Step 4 – You reach maximum medical improvement
Your case can’t move to the finish line until this happens. While you might still need some follow-up care, physicians can usually offer a prognosis at this point and help outline what that care might look like and how much it might cost.
This gives us an idea of what your final settlement should look like and the amount it will take to cover your bills.
Step 5 – Your lawyer attempts to settle your case
95% of the time, this will be the step that ends your case. Most cases are settled through a negotiation process.
You aren’t getting “less” when this happens. Indeed, you might get more money. You won’t, for example, have to watch experienced witness salaries get deducted from your final settlement.
If your lawyer is a skilled negotiator with a lot of experience in the personal injury field, he or she should be able to hand you something very close to what a really good jury or judge would offer you in court. This is, in reality, the best outcome as it’s risk-free. As long as both sides are willing to talk numbers that are within the range of fairness, you are guaranteed some sort of win.
Unfortunately, that doesn’t always happen. When the insurance company gets unreasonable, you also need a lawyer who is prepared to go to trial.
Step 6 – Court
If your injury case is one of the 5% of cases that will go to court then you’ll either have a jury trial or a bench trial. A jury trial is decided by a jury. The role of the judge will be to adjudicate between the two lawyers and to make sure legal processes are followed. The jury will decide each party’s percentage of liability and the award amount.
In a bench trial, there is no jury, and the judge decides each party’s percentage of liability and the award amount.
There are pros and cons to each type of trial and the type your lawyer requests will depend on the ultimate trial strategy.
The court will then hear the facts of your case. Witnesses will be called and cross-examined. Trials are extremely unpredictable, and you may even walk away with nothing at all by the time it is done. Of course, if you have a highly experienced, thoroughly prepared personal injury lawyer on your side, this is less likely to happen.

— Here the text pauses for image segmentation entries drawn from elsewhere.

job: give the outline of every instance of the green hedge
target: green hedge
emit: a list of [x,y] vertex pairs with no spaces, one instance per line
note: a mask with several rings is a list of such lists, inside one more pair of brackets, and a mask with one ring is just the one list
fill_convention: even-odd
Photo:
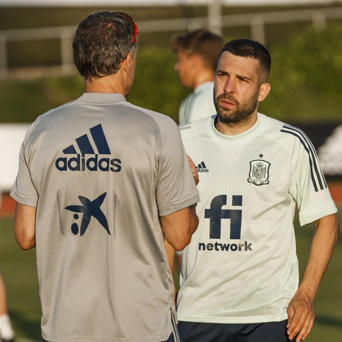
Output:
[[[272,89],[260,111],[284,121],[340,122],[342,106],[342,26],[314,31],[311,26],[274,46]],[[166,48],[138,49],[135,78],[128,101],[176,121],[189,93],[173,70],[174,55]],[[77,98],[79,76],[0,82],[1,122],[33,121],[38,115]]]

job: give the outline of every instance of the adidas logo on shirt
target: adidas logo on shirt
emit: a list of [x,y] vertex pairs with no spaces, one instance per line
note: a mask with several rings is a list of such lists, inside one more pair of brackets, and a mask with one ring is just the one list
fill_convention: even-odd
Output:
[[[101,124],[92,127],[89,130],[98,154],[94,150],[87,134],[76,139],[80,152],[76,151],[74,145],[70,145],[63,150],[65,155],[76,155],[69,158],[61,157],[57,158],[55,163],[57,170],[60,171],[111,171],[119,172],[121,170],[121,161],[117,158],[99,158],[99,155],[110,154],[110,150],[105,136]],[[93,156],[86,158],[86,155]]]
[[209,169],[207,168],[204,161],[201,161],[196,167],[196,171],[197,172],[209,172]]

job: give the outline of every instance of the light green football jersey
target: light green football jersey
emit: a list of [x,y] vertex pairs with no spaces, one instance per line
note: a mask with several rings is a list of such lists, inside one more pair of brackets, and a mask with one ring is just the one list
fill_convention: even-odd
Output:
[[199,200],[172,119],[84,94],[32,124],[11,195],[37,208],[44,339],[167,339],[173,284],[158,218]]
[[215,116],[180,128],[197,166],[201,201],[183,251],[179,320],[218,323],[280,321],[297,289],[293,226],[336,212],[315,149],[300,130],[258,114],[227,136]]

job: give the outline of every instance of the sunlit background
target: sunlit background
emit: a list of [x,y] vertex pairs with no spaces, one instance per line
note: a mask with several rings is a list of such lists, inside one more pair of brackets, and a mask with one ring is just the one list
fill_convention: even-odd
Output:
[[[41,312],[35,251],[21,251],[13,232],[14,205],[8,193],[19,149],[30,123],[82,94],[73,37],[80,20],[103,10],[126,12],[139,28],[128,101],[176,121],[190,91],[173,70],[173,34],[209,28],[225,41],[247,38],[265,44],[272,58],[272,89],[260,111],[304,130],[342,209],[341,1],[0,0],[0,272],[19,342],[40,340]],[[295,227],[302,274],[313,225],[300,228],[296,221]],[[309,342],[342,341],[341,258],[340,238],[316,297]]]

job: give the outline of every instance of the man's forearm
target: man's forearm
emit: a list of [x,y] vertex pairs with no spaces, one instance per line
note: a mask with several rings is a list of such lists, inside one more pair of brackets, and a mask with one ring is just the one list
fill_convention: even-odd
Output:
[[336,214],[323,218],[315,222],[315,225],[308,260],[298,289],[308,292],[313,299],[328,266],[339,233]]
[[305,339],[315,319],[313,301],[337,241],[339,227],[336,214],[315,222],[316,229],[303,280],[289,304],[286,326],[290,340]]

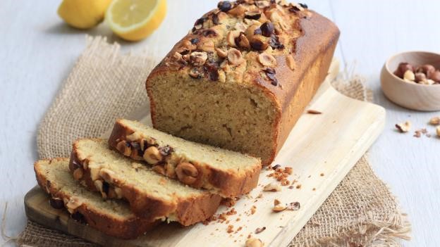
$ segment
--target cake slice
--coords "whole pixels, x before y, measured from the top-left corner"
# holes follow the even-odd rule
[[[34,165],[38,184],[51,196],[53,208],[66,208],[72,218],[121,239],[136,238],[158,223],[135,215],[126,201],[103,200],[87,191],[72,177],[68,162],[68,158],[56,158]]]
[[[152,221],[166,217],[190,225],[211,217],[221,201],[217,194],[185,186],[109,149],[104,139],[76,141],[69,168],[91,190],[104,198],[126,199],[135,214]]]
[[[116,120],[109,144],[159,173],[223,197],[247,194],[258,183],[259,159],[186,141],[139,122]]]

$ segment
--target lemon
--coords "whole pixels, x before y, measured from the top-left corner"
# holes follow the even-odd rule
[[[159,27],[166,12],[166,0],[114,0],[106,13],[106,21],[116,35],[138,41]]]
[[[104,19],[111,0],[63,0],[58,15],[72,27],[87,29],[96,26]]]

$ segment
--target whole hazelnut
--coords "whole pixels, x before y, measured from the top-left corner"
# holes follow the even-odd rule
[[[414,67],[412,65],[408,63],[401,63],[396,71],[394,71],[394,75],[400,78],[403,78],[403,74],[406,72],[406,70],[414,71]]]
[[[435,71],[435,68],[430,64],[425,64],[422,66],[419,66],[415,72],[422,72],[426,75],[428,77],[429,77],[429,74]]]
[[[427,77],[426,75],[422,72],[415,73],[415,82],[420,82],[426,81]]]
[[[440,70],[435,70],[428,75],[428,78],[436,82],[440,82]]]

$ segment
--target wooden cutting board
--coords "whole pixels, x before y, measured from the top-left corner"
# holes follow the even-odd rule
[[[264,185],[274,182],[271,172],[263,169],[259,186],[233,206],[236,214],[223,223],[212,222],[189,227],[162,224],[138,239],[122,241],[106,236],[69,218],[63,210],[48,203],[49,196],[35,187],[25,197],[28,217],[42,224],[105,246],[243,246],[248,236],[260,239],[265,246],[286,246],[310,219],[359,158],[382,131],[385,110],[377,105],[348,98],[330,86],[338,73],[337,63],[307,109],[322,113],[304,114],[276,156],[274,164],[290,166],[297,180],[289,189],[279,192],[262,192]],[[136,111],[130,119],[149,122],[149,108]],[[109,133],[107,133],[108,134]],[[262,198],[257,198],[262,194]],[[299,202],[298,210],[273,213],[274,200]],[[255,213],[251,208],[255,207]],[[221,207],[217,214],[231,210]],[[233,232],[228,233],[228,225]],[[259,234],[259,227],[266,229]],[[238,230],[239,229],[239,230]]]

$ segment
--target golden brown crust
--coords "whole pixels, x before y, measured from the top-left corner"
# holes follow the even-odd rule
[[[56,158],[53,160],[63,160],[67,163],[68,159]],[[47,179],[46,175],[44,174],[43,170],[39,167],[39,164],[42,161],[44,162],[44,160],[37,161],[34,165],[37,182],[39,186],[44,191],[49,194],[52,198],[59,198],[63,201],[68,201],[71,198],[71,195],[57,189],[54,186],[51,186],[56,182],[51,182]],[[47,160],[47,162],[50,163],[52,161]],[[131,217],[121,220],[112,215],[103,213],[99,208],[95,208],[87,203],[82,203],[75,210],[75,213],[79,213],[80,215],[82,215],[82,219],[90,227],[107,235],[119,239],[135,239],[151,229],[159,222],[159,221],[151,222],[146,219],[135,217],[134,215]]]
[[[286,8],[286,6],[280,4],[278,7]],[[292,8],[291,5],[287,8]],[[296,6],[295,8],[299,7]],[[204,16],[211,16],[212,13],[216,11],[211,11]],[[274,69],[278,83],[276,85],[268,83],[267,78],[262,77],[256,72],[257,70],[250,68],[247,68],[245,76],[243,77],[244,82],[242,82],[259,88],[267,98],[274,103],[276,110],[276,115],[271,122],[274,127],[270,158],[263,160],[263,165],[268,165],[273,161],[292,127],[325,78],[339,37],[339,30],[333,23],[312,11],[304,10],[289,13],[296,15],[296,18],[291,15],[287,18],[287,20],[295,20],[292,30],[286,31],[288,33],[291,32],[293,37],[284,43],[286,45],[284,51],[276,51],[276,49],[272,51],[277,63]],[[208,18],[208,22],[210,21],[209,20]],[[203,30],[203,27],[201,30]],[[201,37],[202,35],[200,33],[200,32],[197,31],[190,33],[178,42],[165,58],[152,71],[146,81],[145,86],[150,99],[152,122],[155,127],[157,127],[157,107],[151,86],[153,82],[162,75],[176,73],[180,76],[185,76],[184,74],[187,73],[185,69],[178,70],[173,69],[170,68],[169,63],[172,61],[173,55],[180,51],[181,47],[185,46],[188,40],[195,37],[201,39],[208,38]],[[287,48],[288,52],[286,51]],[[288,58],[290,56],[292,58]],[[248,59],[252,58],[252,56],[248,56]],[[290,61],[294,61],[294,66],[291,65],[289,66],[287,64],[288,58],[292,58]],[[294,69],[292,69],[293,67]],[[252,155],[256,156],[255,153]]]
[[[78,158],[76,144],[77,142],[73,144],[69,169],[71,172],[76,169],[82,169],[84,175],[81,179],[90,190],[97,191],[87,165],[90,160]],[[122,198],[128,201],[131,210],[136,215],[152,221],[175,215],[176,221],[184,226],[202,222],[211,217],[216,211],[221,201],[221,196],[207,192],[200,196],[188,197],[173,203],[144,193],[135,186],[117,179],[114,179],[109,185],[121,189]],[[191,210],[188,209],[188,205],[191,205]]]
[[[126,141],[127,137],[134,132],[135,130],[130,126],[119,120],[116,120],[109,138],[110,147],[118,151],[116,148],[118,143]],[[261,165],[255,165],[253,169],[246,171],[244,174],[237,174],[216,169],[211,165],[197,163],[193,165],[199,172],[195,182],[189,185],[194,188],[213,188],[215,193],[225,198],[238,197],[249,193],[257,186],[261,170]]]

At times, the defendant may appeal, which can stretch the case out a bit. They only have one month to do it, however, and the Court of Appeals does not hear all cases.
Step 7 – The Payout
Assuming you get a payout, the money will go to your lawyer, who has a fiduciary duty to disburse it to those who have the first claim on it. That will most likely be your medical providers, any insurance companies who covered bills that were rightfully the defendant’s problem, and witness fees. Lawyers also get their contingency fees at that time.

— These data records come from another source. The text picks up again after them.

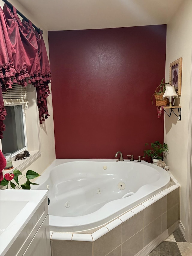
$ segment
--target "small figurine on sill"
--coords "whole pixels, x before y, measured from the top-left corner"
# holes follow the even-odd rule
[[[18,160],[20,160],[20,159],[21,160],[22,160],[23,158],[23,159],[26,159],[26,158],[25,158],[25,156],[26,157],[24,154],[18,154],[18,155],[16,155],[15,158],[15,161],[16,161],[17,159],[18,159]]]
[[[26,157],[28,157],[30,155],[29,152],[27,150],[25,150],[23,152],[23,154],[25,155],[25,156]]]

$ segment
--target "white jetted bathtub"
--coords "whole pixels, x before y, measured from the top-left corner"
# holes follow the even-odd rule
[[[48,189],[50,231],[104,224],[168,187],[164,169],[143,161],[56,159],[33,189]]]

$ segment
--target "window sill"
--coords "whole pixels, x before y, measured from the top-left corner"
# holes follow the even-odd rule
[[[7,171],[4,170],[4,174],[5,173],[11,173],[15,169],[22,172],[40,156],[41,155],[41,152],[40,150],[30,151],[29,153],[30,156],[28,157],[25,157],[25,159],[23,159],[22,161],[17,159],[15,161],[15,157],[12,158],[11,160],[13,168]]]

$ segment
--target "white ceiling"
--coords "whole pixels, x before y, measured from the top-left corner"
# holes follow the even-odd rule
[[[184,0],[17,1],[52,31],[167,24]]]

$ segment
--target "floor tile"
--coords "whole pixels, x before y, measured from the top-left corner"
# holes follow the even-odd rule
[[[177,242],[177,244],[182,256],[191,256],[192,243]]]
[[[173,234],[172,234],[164,240],[164,241],[166,242],[176,242],[175,238]]]
[[[178,228],[173,233],[176,242],[185,242],[186,240],[185,239],[183,235],[179,228]]]
[[[162,242],[149,254],[149,256],[182,256],[177,243]]]

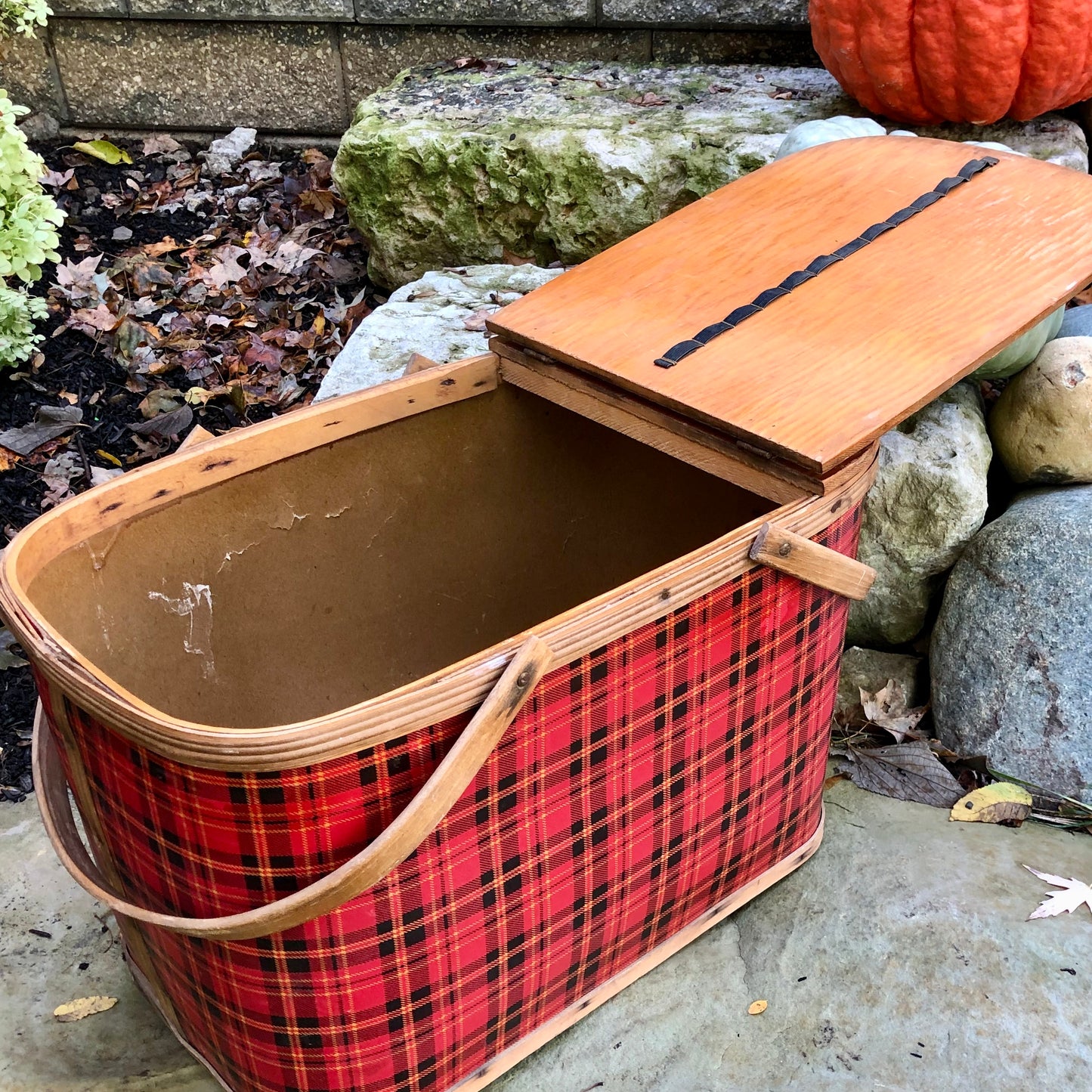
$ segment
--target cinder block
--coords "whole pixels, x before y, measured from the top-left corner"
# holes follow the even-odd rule
[[[48,38],[49,32],[45,29],[33,38],[23,34],[0,37],[0,87],[13,103],[66,120],[64,95]]]
[[[341,132],[337,28],[299,23],[55,20],[80,124]]]
[[[822,68],[807,28],[653,31],[652,59],[665,64],[792,64]]]
[[[403,69],[460,57],[640,63],[650,59],[651,37],[649,31],[621,29],[343,27],[345,91],[352,106]]]
[[[603,0],[603,20],[632,26],[807,26],[808,0]]]
[[[352,23],[353,0],[129,0],[134,17]]]
[[[356,0],[361,23],[572,25],[595,22],[595,0]]]

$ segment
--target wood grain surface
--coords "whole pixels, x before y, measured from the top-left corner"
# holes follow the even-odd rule
[[[674,368],[653,361],[983,154],[899,136],[797,152],[487,327],[827,473],[1092,280],[1092,177],[989,152],[919,215]]]

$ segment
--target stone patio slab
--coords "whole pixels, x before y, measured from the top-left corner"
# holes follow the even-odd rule
[[[1026,922],[1045,885],[1023,864],[1092,880],[1092,839],[952,823],[839,783],[812,860],[494,1088],[1090,1088],[1092,915]],[[33,799],[0,806],[0,1090],[214,1092],[129,982]],[[54,1021],[93,994],[118,1005]]]

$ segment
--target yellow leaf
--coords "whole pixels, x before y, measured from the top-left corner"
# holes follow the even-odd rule
[[[80,140],[72,147],[76,152],[83,152],[84,155],[102,159],[103,163],[115,167],[119,163],[133,162],[133,157],[123,147],[118,147],[117,144],[111,144],[108,140]]]
[[[1031,815],[1031,793],[1026,788],[998,781],[957,800],[949,818],[958,822],[997,822],[1019,827]]]
[[[186,401],[191,406],[203,406],[212,397],[212,391],[204,387],[191,387],[186,392]]]
[[[116,997],[78,997],[74,1001],[58,1005],[54,1009],[54,1016],[60,1023],[71,1023],[73,1020],[82,1020],[96,1012],[105,1012],[117,1004]]]

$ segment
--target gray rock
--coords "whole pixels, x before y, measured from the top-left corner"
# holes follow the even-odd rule
[[[1055,337],[1092,337],[1092,305],[1067,308]]]
[[[924,676],[925,661],[921,656],[905,656],[898,652],[877,652],[856,645],[842,653],[842,674],[838,681],[834,715],[846,716],[860,705],[860,691],[876,693],[893,679],[902,687],[906,705],[924,705],[927,692]]]
[[[1092,1087],[1088,912],[1029,925],[1046,885],[1021,867],[1087,877],[1090,840],[953,823],[845,783],[827,798],[808,864],[495,1092]]]
[[[492,1089],[1092,1087],[1088,911],[1025,922],[1047,885],[1021,867],[1088,878],[1092,839],[1034,823],[1012,831],[949,822],[939,808],[845,782],[827,802],[827,833],[811,860]],[[0,1087],[221,1089],[130,982],[121,946],[102,935],[95,915],[104,907],[56,859],[31,799],[0,806],[0,1026],[9,1029]],[[91,966],[78,970],[81,961]],[[55,1006],[88,994],[119,1004],[80,1024],[52,1019]],[[759,998],[767,1011],[747,1016]]]
[[[940,574],[986,517],[992,454],[982,397],[966,382],[880,438],[858,555],[877,579],[850,608],[850,641],[901,644],[922,631]]]
[[[1092,482],[1092,337],[1058,337],[1005,388],[989,435],[1014,482]]]
[[[254,146],[258,130],[236,126],[226,136],[214,140],[205,153],[205,170],[210,175],[226,175],[239,165],[242,157]]]
[[[772,97],[783,88],[796,94]],[[794,126],[847,111],[822,69],[431,66],[360,103],[334,177],[381,284],[506,250],[571,264],[769,163]],[[1053,115],[933,134],[1088,167],[1079,126]]]
[[[432,271],[403,285],[353,331],[316,401],[397,379],[414,353],[437,364],[485,353],[485,330],[467,330],[466,321],[477,312],[499,310],[560,272],[537,265],[471,265]]]
[[[1022,494],[948,580],[930,652],[939,738],[1092,800],[1090,649],[1092,486]]]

What’s left is still likely to be up to ten times higher than what you would have gotten if you had simply taken whatever tiny check the insurance company wanted to offer before you got representation. At that point, you can choose to take it in a lump sum, or you can get a structured settlement that gives you some money within a certain period.
Either way, the money gets to you. And if it doesn’t necessarily make you rich beyond your wildest dreams, chances are it does allow you to get back on your financial feet. This is how personal injury cases work.